Geolodzy skłaniają się ku hipotezie, że to właśnie metody wydobycia gazu z pokładów łupkowych są odpowiedzialne za gwałtowny wzrost aktywności sejsmicznej w Oklahomie. Do 2008 r. w stanie rejestrowano rocznie dwa–trzy wstrząsy powyżej 3 stopni w skali Richtera. W ubiegłym roku było ich ponad 900.
Skok ten zbiegł się w czasie z łupkowym boomem. Większość geologów wiąże nowe zjawisko ze szczelinowaniem. Ta metoda wydobywania ropy i gazu z pokładów łupkowych polega na wstrzykiwaniu pod powierzchnię ziemi ogromnych ilości wody pod dużym ciśnieniem. Część z niej nie jest wyprowadzana z powrotem na powierzchnię i wypełnia podziemne pieczary. „To powoduje wstrząsy sejsmiczne spowodowane wprowadzaniem wody” – wyjaśnia Todd Halihan, geolog z Uniwersytetu Stanu Oklahoma. Według oficjalnych szacunków w pokładach łupkowych znajduje się obecnie ponad 1,5 miliarda baryłek (jedna baryłka to ok. 160 litrów) wody wymieszanej z chemikaliami.

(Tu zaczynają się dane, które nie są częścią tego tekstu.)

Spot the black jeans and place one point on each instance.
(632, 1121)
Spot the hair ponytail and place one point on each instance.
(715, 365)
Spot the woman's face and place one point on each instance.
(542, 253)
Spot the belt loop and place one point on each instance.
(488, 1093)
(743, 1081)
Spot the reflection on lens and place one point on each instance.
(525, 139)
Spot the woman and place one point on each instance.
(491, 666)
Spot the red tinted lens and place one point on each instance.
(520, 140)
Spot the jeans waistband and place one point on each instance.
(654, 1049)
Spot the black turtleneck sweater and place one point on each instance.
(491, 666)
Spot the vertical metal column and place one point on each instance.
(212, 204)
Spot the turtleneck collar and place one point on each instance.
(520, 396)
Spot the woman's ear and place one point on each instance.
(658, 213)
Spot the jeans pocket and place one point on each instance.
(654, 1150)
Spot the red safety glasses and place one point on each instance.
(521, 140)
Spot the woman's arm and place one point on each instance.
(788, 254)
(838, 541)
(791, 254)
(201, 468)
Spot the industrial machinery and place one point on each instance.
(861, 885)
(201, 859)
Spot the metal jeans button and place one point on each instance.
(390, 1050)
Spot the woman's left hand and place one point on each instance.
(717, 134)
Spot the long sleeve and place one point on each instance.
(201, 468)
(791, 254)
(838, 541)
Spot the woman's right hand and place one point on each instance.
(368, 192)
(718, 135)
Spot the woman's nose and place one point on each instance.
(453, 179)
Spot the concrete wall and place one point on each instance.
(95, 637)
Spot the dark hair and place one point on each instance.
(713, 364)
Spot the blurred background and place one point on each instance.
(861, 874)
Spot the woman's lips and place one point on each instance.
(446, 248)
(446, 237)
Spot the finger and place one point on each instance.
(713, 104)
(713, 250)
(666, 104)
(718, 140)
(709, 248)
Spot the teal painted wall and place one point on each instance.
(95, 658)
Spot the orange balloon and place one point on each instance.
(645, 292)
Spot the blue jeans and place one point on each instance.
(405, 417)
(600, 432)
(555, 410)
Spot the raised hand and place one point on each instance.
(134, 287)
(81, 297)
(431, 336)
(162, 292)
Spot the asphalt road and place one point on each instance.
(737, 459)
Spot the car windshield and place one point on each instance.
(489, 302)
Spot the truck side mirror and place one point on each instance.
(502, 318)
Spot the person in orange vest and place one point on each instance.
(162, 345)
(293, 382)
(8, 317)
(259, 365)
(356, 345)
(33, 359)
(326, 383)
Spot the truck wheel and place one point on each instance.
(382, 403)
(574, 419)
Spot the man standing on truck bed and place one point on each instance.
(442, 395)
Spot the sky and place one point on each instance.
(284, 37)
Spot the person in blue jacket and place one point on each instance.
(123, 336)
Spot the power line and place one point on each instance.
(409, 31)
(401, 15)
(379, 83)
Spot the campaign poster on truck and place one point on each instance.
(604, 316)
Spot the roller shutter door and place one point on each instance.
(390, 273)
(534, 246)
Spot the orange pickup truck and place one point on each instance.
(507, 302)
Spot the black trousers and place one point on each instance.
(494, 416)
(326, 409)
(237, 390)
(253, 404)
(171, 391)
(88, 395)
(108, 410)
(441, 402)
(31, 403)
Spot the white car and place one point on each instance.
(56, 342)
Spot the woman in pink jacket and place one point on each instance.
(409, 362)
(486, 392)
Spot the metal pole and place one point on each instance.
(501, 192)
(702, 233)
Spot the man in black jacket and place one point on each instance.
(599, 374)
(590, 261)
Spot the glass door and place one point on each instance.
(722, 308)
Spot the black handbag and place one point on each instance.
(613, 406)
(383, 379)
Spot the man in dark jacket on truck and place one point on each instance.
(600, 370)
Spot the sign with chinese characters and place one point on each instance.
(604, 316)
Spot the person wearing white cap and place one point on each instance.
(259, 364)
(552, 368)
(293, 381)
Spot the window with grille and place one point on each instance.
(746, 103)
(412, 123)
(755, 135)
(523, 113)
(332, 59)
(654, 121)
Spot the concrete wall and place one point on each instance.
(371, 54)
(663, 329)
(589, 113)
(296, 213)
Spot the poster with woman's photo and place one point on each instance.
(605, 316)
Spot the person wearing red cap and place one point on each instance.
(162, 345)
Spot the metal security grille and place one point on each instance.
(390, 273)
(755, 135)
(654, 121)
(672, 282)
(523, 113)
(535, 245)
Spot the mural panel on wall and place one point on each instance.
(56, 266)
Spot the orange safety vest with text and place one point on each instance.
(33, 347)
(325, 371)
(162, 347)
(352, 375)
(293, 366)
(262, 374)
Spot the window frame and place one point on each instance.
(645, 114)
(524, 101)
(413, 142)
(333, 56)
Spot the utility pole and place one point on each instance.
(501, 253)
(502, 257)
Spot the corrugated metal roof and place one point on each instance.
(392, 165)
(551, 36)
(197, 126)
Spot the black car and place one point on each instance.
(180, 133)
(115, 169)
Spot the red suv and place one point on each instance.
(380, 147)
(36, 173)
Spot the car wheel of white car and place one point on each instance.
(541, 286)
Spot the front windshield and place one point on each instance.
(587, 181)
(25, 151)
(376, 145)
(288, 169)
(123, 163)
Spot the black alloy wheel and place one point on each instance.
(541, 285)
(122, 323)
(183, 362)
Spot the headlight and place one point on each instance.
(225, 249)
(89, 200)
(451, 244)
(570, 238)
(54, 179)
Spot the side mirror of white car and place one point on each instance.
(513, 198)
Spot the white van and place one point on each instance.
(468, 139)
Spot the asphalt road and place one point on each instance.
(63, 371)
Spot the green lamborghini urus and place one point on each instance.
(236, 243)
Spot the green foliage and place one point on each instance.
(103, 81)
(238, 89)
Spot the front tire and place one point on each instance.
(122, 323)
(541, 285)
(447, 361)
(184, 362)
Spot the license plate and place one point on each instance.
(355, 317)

Także inni eksperci uważają, że to człowiek mógł przyczynić się od aktywizacji uskoku tektonicznego, który przez 300 milionów lat znajdował się w stanie uśpienia. W związku z tymi ocenami Oklahoma Corporation Commission wezwała operatorów pięciu odwiertów prowadzonych wokół miejscowości Edmond na obrzeżach Oklahoma City do ograniczenia operacji szczelinowania. W ostatnich dniach doszło tam do wielu wstrząsów, z których największy miał siłę 4,2 stopnia. Firmy Pedestal Oil Company i Devon Energy Production Co. zgodziły się na wstrzymanie prac wydobywczych.